Cependant, la vidéo de l’incident a fait le tour des réseaux sociaux, les internautes sympathisant en grande majorité avec la cliente mécontente : « pauvre femme, je comprends son désespoir, la plupart des consommateurs n’ont aucun moyen efficace de défendre leurs droits », écrivait l’un d’entre eux. Surfant sur la tendance nationaliste (guócháo, 国潮), le t-shirt de Mme Zhang, portant l’inscription « les freins ne fonctionnent pas » et le logo de Tesla, a fait un carton sur Taobao.
Malgré la polémique, Tesla a initialement campé sur ses positions : « nous ne ferons jamais de compromis sur des demandes déraisonnables », a commenté Grace Tao, la vice-présidente du groupe en Chine, qui est allée jusqu’à suggérer que la cliente ait été incitée à protester par des « forces extérieures ».
Suite à cette déclaration, l’Association des Consommateurs Chinois (CCA), l’Agence Nationale de Régulation des Marchés (SAMR), la Commission Centrale d’Inspection Disciplinaire (CCID) et la Commission Centrale des Affaires Politiques et Légales, sont montées au créneau, appuyées par les médias officiels. « La popularité de Tesla en Chine s’explique par la confiance que les clients portent à la compagnie, mais l’arrogance, sans parler du manque de respect pour le marché et les consommateurs chinois, n’est pas une réponse appropriée », a déclaré l’une des agences sur son compte WeChat. Le message est clair : il est inacceptable pour Tesla de mordre la main qui le nourrit.

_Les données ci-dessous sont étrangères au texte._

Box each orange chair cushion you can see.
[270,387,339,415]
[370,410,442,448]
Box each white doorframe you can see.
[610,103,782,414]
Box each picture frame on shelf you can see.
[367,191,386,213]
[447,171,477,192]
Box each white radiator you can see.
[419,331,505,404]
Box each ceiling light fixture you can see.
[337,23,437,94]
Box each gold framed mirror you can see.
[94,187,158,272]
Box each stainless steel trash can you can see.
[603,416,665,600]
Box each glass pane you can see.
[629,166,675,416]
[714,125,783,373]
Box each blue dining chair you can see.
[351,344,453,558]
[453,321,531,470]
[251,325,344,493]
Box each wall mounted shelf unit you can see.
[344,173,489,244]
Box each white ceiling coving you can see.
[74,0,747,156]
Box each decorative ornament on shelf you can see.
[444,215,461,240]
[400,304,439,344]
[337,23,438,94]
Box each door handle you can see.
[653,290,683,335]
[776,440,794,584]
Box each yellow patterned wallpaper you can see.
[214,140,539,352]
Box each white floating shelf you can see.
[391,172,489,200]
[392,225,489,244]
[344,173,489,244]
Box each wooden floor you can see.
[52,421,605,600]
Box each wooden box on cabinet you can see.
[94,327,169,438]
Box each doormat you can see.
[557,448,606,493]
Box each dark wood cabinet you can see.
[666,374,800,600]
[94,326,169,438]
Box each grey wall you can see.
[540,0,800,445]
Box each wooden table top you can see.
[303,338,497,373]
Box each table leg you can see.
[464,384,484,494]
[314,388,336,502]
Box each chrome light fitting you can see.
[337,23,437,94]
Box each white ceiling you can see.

Sous le feu de la critique, Tesla n’a pas tardé à faire volte-face. La firme a présenté ses excuses et promis de faire de son mieux pour satisfaire sa cliente. Surtout, elle a accepté de partager avec les régulateurs les données enregistrées par le véhicule 30 minutes avant l’accident – une première.
Avec le recul, il aurait été facile pour Tesla de se prémunir d’un tel scandale en trouvant un terrain d’entente avec sa cliente avant le Salon de l’auto de Shanghai, évènement très médiatisé. Surtout que cette controverse tombe au bien mauvais moment pour Tesla…

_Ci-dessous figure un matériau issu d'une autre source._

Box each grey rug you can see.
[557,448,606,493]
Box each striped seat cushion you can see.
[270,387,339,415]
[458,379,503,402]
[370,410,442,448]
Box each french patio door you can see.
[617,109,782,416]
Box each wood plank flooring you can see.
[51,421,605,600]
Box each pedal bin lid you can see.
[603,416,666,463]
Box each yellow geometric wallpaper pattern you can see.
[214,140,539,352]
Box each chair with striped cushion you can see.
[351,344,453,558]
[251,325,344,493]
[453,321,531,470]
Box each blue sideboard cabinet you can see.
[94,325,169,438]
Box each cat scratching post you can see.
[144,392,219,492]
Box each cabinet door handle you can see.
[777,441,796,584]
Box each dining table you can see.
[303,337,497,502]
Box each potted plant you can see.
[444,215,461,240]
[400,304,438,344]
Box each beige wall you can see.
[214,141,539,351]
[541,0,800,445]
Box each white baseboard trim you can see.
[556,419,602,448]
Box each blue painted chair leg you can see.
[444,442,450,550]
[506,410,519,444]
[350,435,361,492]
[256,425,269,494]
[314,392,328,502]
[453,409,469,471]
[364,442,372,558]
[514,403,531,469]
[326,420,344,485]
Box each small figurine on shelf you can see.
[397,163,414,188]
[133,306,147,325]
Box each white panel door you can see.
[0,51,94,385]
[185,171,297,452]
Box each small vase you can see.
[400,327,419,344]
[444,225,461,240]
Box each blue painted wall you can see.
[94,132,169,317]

En effet, le mois dernier, les véhicules de la marque américaine ont été interdits d’accès aux bases militaires chinoises, Pékin craignant que les caméras embarquées ne servent à des fins d’espionnage. Des suspicions balayées par Elon Musk en personne, avant que Tesla ne promette de stocker toutes ses données sur le territoire chinois.

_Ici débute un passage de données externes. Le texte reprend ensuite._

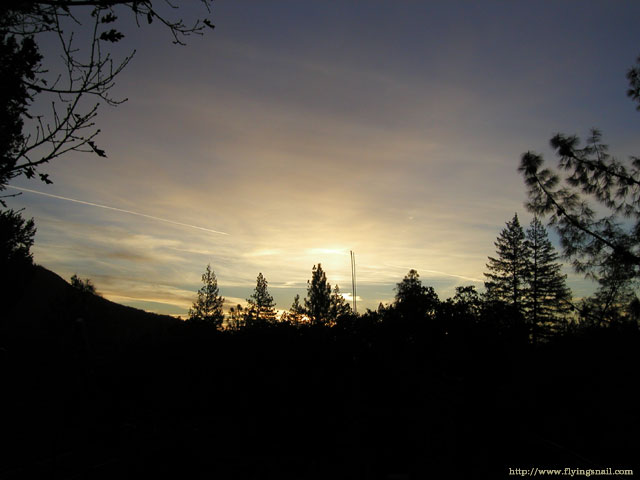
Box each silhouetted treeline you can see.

Plus généralement, c’est une crise de confiance qui se profile pour la firme en Chine, alimentée par des plaintes visant ses pratiques commerciales « trompeuses », mais aussi les défaillances techniques de ses véhicules, faisant écho à celles déposées par des clients américains. Impassible face à la critique, Tesla nie toute responsabilité et a la fâcheuse habitude de rejeter la faute sur les conducteurs.
Dans ce contexte, on peut s’interroger sur les raisons qui ont poussé la CCTV à ne pas dénoncer Tesla dans son dernier gala « 315 » à l’occasion de la journée des droits des consommateurs, les firmes étrangères constituant une cible de choix pour le programme télévisé. De la même manière, le constructeur américain est miraculeusement sorti indemne de la guerre commerciale entre Washington et Pékin.
Cette relative immunité est le reflet de l’intérêt stratégique que les autorités chinoises portent à la filière électrique. À l’inverse, Tesla ne serait probablement pas le leader mondial sans le marché chinois. Mais un revirement n’est pas à exclure à l’avenir, alors qu’une myriade de concurrents chinois, tels que NIO, Xpeng, BYD, Geely, se tiennent prêts à capitaliser sur le moindre faux pas du champion américain.